Session Fifteen, Part One: The Swamp Hag
Jim's Journal
B says we hav ben heer a hol week. He is verry smart and is keeping a jernal so I am too. We are outsid the jungel and going to go to a sity. Wher we hope we can find a way hom.
Droo and Die Feer sed that they met zombees in the jungel with there lips sode shut. They are wureed that the sity wil be ful of neckromansirs but I dont no what that is. They had a fite about taking sivilians into a danjerus place but Die Feer sed that we are all sivilians here.
I am tird of smoked fish but it is nise to have enuf to eet.
Dru growled. She'd gone out to try to hunt up something to eat, but the damned jungle had moved around and gotten her lost.
"Stupid jungle," she said, slicing bark from a tree to mark her path. "Want to be in the city, where there are street signs. What the hell kind of a tree is that anyway? Damnit, I hate mosquitos. Hey, that tree's already got a blaze on it...damnit! I'm walking in circles again!"
In frustration, she stabbed her blade into a hummock and leaned against a tree, arms folded and expression sour. Her grumbling subsided into mutters, then nothing.
They'll find me. Or the sun will rise. I'd climb a tree but it wouldn't do any good with all the other plants about.
That was when she heard the voice.
"Ampiel's nervous about something. I'm bringing him back."
Benares nodded, still scanning the woods vainly for any sign of Dru. Within moments, the black form of the raven emerged from the twilight to settle on Di'Fier's outstretched hand.
"Bird," Ampiel croaked. "Big bird. Saw its crap.
Big crap."
Di'Fier's brow wrinkled. "Big like the ones that attacked us on the beach?"
"
Big big." Ampiel fluttered his wings, then flew in a circle several feet across. "Crap this big. Bird bigger."
"Let's, ah, send you in another direction for now."
"Too dark."
"Yes...yes...you'll be happy in the swamp, my poppet. Yes, you will."
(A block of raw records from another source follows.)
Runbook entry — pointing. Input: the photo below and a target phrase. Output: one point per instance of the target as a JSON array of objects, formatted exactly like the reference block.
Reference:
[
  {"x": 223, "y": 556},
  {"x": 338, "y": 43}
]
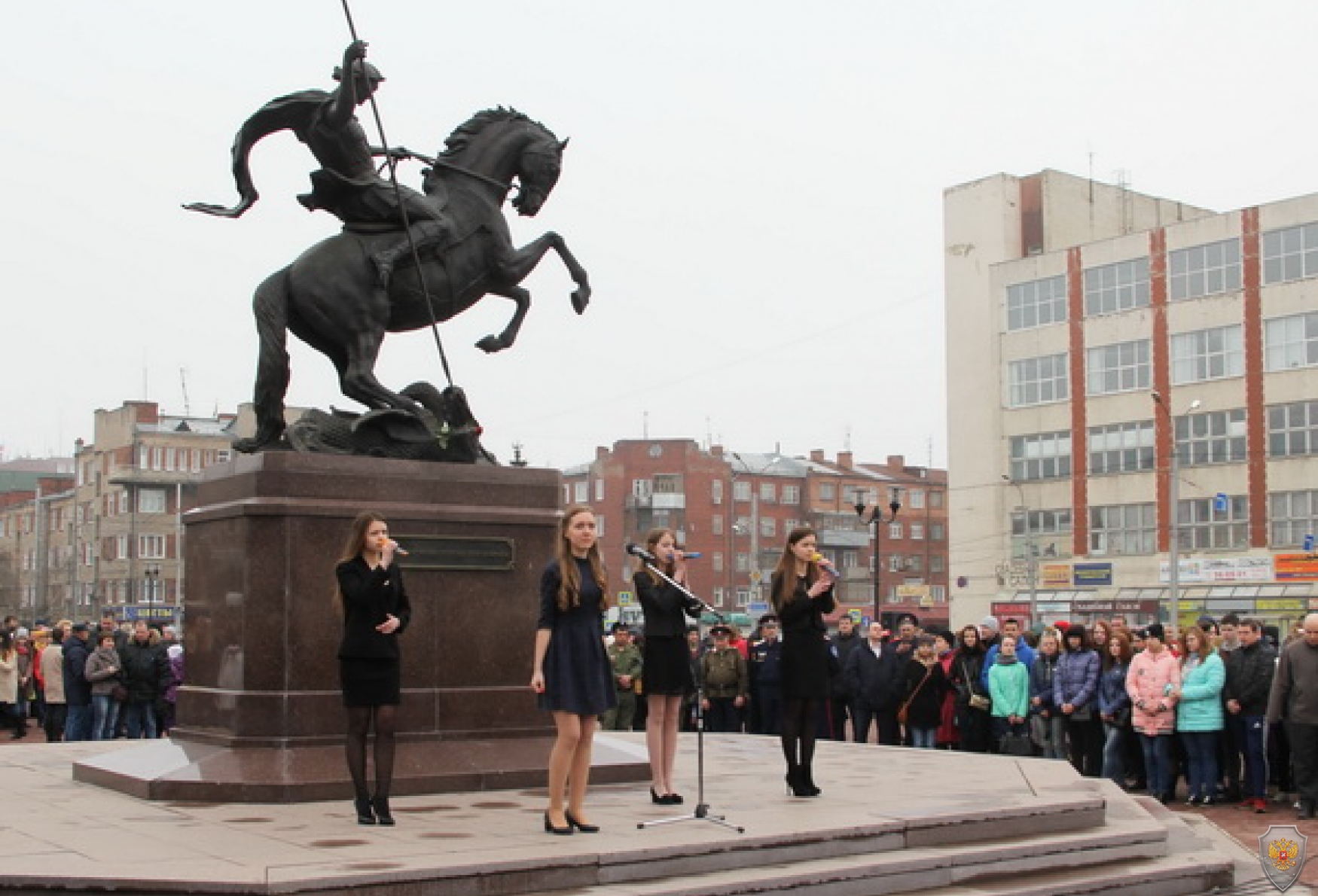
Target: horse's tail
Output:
[{"x": 270, "y": 306}]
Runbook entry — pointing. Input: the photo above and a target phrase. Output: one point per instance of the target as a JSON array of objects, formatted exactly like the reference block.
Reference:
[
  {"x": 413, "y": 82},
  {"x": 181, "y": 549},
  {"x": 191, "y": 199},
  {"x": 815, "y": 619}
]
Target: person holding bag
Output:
[
  {"x": 1008, "y": 688},
  {"x": 924, "y": 688}
]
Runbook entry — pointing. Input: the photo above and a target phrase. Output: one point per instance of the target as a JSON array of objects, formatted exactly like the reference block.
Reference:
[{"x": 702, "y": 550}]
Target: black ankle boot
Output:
[
  {"x": 808, "y": 782},
  {"x": 365, "y": 816}
]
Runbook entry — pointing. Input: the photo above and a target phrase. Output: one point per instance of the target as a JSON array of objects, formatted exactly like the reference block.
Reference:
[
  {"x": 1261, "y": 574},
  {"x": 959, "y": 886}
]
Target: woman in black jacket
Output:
[
  {"x": 973, "y": 720},
  {"x": 666, "y": 663},
  {"x": 374, "y": 608},
  {"x": 803, "y": 595}
]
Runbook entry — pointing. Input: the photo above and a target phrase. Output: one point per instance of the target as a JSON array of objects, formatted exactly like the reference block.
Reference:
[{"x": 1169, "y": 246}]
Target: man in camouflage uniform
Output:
[{"x": 625, "y": 662}]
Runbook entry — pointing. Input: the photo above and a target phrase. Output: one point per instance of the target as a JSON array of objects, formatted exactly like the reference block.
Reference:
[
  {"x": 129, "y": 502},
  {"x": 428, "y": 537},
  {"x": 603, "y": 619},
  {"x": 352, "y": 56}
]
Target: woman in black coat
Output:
[
  {"x": 374, "y": 608},
  {"x": 803, "y": 596}
]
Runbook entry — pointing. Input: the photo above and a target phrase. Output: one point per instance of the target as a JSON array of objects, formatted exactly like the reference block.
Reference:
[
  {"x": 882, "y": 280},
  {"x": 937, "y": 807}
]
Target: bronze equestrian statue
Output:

Dru crawled stealthily through the underbrush, her eyes picking through the gloom, searching for the owner of the voice. Nothing there but trees and vines - no, wait, that wasn't a vine, it was a snake draped over a titanic stump.
Is it the snake?
Then one of the branches shifted as if to stroke the reptile's back, and Dru shook her head. It was no stump...it was a woman. She squinted, trying to make out the details. An
enormous woman - ten feet tall and five across, with skin a strange brown-green that made her blend in with the jungle. She let the snake drape across her shoulders as she stroked it and crooned.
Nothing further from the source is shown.